Edmond Maire. La société souffre de ne pas savoir vers quel avenir se diriger. Le débat sur l’Europe l’a montré. Alors qu’il suffirait, dit-on, que le Groenland fonde pour que la mer monte de 7 mètres ! Des responsables, des militants en prennent conscience.

Hélas, je ne crois guère à une mobilisation massive et profonde tant qu’on restera loin de la catastrophe. À moins de multiplier les énergies militantes. Pour l’instant les impasses prévisibles ne modifient pas les logiques du capitalisme financier.

Il n’y a qu’à voir l’allure avec laquelle les sociétés financières américaines se débarrassent du carcan de l’apport des fonds fédéraux pour pouvoir faire comme avant.

Et l’évolution du syndicalisme ?

Je ne vois qu’un moteur : c’est le moteur de la solidarité, la valeur syndicale de base. C’est aussi la raison pour laquelle je suis devenu syndicaliste.

Aujourd’hui, les injustices sont criantes, le sort et l’avenir des catégories sociales modestes ne préoccupe pas réellement les politiques, rivés sur les classes moyennes, et pas toujours les syndicalistes.

Nous avons besoin d’un syndicalisme combatif, propre à s’engager avec les salariés pauvres, les statuts précaires, les travailleurs à temps partiel, les retraités ayant une petite retraite, la moitié de la population ou presque !

Le syndicalisme mondial peut-il peser pour une réelle régulation financière ?

De façon réaliste, quatre ou cinq grands pays européens peuvent et doivent se mettre d’accord pour des mesures essentielles à prendre rapidement, sans se préoccuper des réticences des autres.

Jacques Delors, ami de toujours, et ceux qui ont construit l’Europe ont joué un rôle essentiel pour la paix et la libre circulation des biens et des personnes. L’Europe des 27 appelle de nouvelles initiatives des plus lucides de ses membres.

La création de la Confédération syndicale internationale (CSI) est une belle réalisation. Le syndicalisme mondial reste une force morale. La voix du syndicalisme mondial reste la voix de ceux mis en marge et d’abord des plus pauvres. Les puissants peuvent évoluer s’ils sont mis en difficulté par une critique juste et largement partagée. Je crois donc au syndicalisme international.

Comment vois-tu la place et le rôle des retraités dans la société d’aujourd’hui ?

Les retraités CFDT m’étonnent parce qu’ils existent vraiment. Ils prennent des positions intéressantes, en tout cas vivantes. Ces retraités ne veulent pas prendre la tête de la CFDT, ils ne sont pas dans les jeux d’appareil.

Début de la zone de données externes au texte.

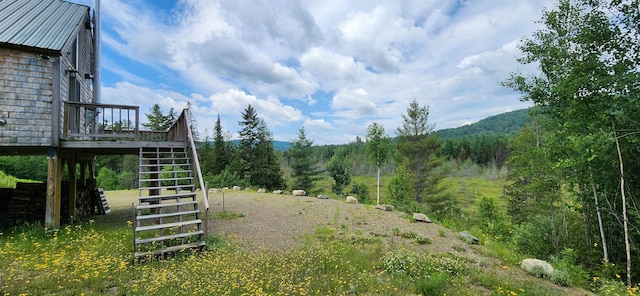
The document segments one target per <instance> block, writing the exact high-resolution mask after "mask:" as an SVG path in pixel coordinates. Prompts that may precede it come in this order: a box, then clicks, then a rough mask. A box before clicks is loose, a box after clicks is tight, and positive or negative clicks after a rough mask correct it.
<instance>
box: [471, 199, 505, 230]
mask: <svg viewBox="0 0 640 296" xmlns="http://www.w3.org/2000/svg"><path fill="white" fill-rule="evenodd" d="M476 206H477V207H478V211H477V220H478V224H479V226H480V228H481V229H482V231H483V232H484V233H486V234H489V235H493V236H495V237H496V238H504V237H508V236H509V232H510V230H511V223H510V222H509V219H508V217H507V215H506V213H505V211H504V210H503V209H502V208H501V207H500V206H499V205H498V203H497V202H496V201H495V199H494V198H492V197H486V196H483V197H482V198H480V199H479V200H478V201H477V202H476Z"/></svg>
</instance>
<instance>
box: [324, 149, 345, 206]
mask: <svg viewBox="0 0 640 296" xmlns="http://www.w3.org/2000/svg"><path fill="white" fill-rule="evenodd" d="M326 169H327V171H329V175H330V176H331V178H333V180H334V182H335V184H334V185H333V187H332V189H333V192H334V193H336V194H338V195H340V196H342V192H343V190H344V188H345V187H347V186H348V185H349V183H351V165H349V163H348V162H347V159H346V157H345V156H344V153H343V152H342V151H339V152H337V153H336V154H334V155H333V157H331V160H330V161H329V163H328V164H327V167H326Z"/></svg>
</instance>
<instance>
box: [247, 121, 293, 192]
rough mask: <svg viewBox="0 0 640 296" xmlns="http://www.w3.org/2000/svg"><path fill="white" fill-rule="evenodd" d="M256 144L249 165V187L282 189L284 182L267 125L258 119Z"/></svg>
mask: <svg viewBox="0 0 640 296" xmlns="http://www.w3.org/2000/svg"><path fill="white" fill-rule="evenodd" d="M257 131H258V133H257V143H256V146H255V147H254V158H253V162H252V163H251V185H254V186H259V187H262V188H266V189H282V188H284V185H285V182H284V177H283V175H282V170H281V169H280V163H279V162H278V158H277V157H276V153H275V151H274V149H273V138H272V136H271V132H270V131H269V130H268V129H267V125H266V123H265V122H264V120H262V119H258V126H257Z"/></svg>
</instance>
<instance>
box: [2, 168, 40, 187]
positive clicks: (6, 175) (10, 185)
mask: <svg viewBox="0 0 640 296" xmlns="http://www.w3.org/2000/svg"><path fill="white" fill-rule="evenodd" d="M18 182H22V183H39V182H38V181H33V180H26V179H20V178H16V177H14V176H10V175H7V174H5V173H4V172H3V171H0V188H16V183H18Z"/></svg>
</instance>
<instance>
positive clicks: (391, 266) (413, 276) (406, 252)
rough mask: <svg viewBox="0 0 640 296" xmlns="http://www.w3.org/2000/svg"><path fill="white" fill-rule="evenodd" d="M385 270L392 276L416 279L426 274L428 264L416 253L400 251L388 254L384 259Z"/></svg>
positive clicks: (382, 258) (393, 251)
mask: <svg viewBox="0 0 640 296" xmlns="http://www.w3.org/2000/svg"><path fill="white" fill-rule="evenodd" d="M382 263H383V266H384V270H385V271H386V272H387V273H389V274H391V275H396V276H397V275H403V276H408V277H409V278H412V279H416V278H419V277H421V276H423V275H424V274H425V271H426V270H427V262H426V260H425V258H423V257H422V256H420V255H418V254H416V253H415V252H412V251H409V250H406V249H398V250H393V251H391V252H388V253H386V254H385V255H384V256H383V258H382Z"/></svg>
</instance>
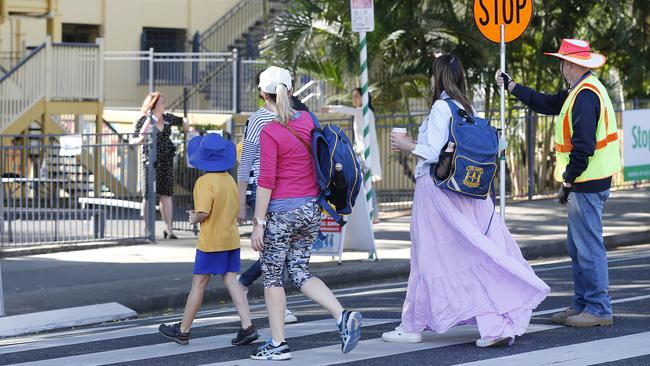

Les retraités sont en moyenne autant sociétaux que sociaux car ils sont dans de nombreuses associations qui élargissent leur vision. Les retraités peuvent convaincre les actifs que la longue période de retraite qui les attend, en moyenne, sera d’autant plus agréable à vivre qu’ils auront agi sur la société, ses évolutions, son bien-être.

Je crois vraiment à ce rôle spécifique des retraités. Et plus que jamais au lien associatif-syndical.